Abstract

Using the energy bands and wave functions of ferromagnetic cobalt from a self-consistent hybridized tight-binding---orthogonalized-plane-wave ferromagnetic band calculation, we have obtained the core and the band contributions to the hyperfine field at the cobalt nucleus to be, respectively, -380.1 and -42.7 kOe. The core contribution of -380.1 kOe, in the moment-perturbation (MP) approach, is composed of contributions from $1s$, $2s$, and $3s$ cores, respectively, of -0.07, -272.4, and -107.7 kOe. These values have been transformed to derive the results that would be expected from a unrestricted-Hartree-Fock (UHF) theory, for the core states and give the individual contributions, in order, from $1s$, $2s$, and $3s$ states as -19.0, -528.1, and +154.6 kOe which add up to about the same total core contribution. The most important effect, causing the individual core contributions to differ substantially in the two methods, is shown to result from exclusion-principle-violating (EPV) diagrams.
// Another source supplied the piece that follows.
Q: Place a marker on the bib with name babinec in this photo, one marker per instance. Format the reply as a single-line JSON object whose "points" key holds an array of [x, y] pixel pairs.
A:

The small difference of the total core contributions from the MP and the UHF approaches arises from EPV diagrams in which the band electrons are involved. The negative band contribution to the hyperfine field is found to arise from the paired $3d$-like and free-like band states, which overwhelm the positive contribution from the unpaired-spin electrons in the majority-spin band. Arguments are proposed to show that the difference between the theoretical value -422.9 kOe for the hyperfine field and the experimental value of -223.0 could arise from the influence of correlation effect on the $3d$-like band electron wave functions, particularly those at the Fermi surface.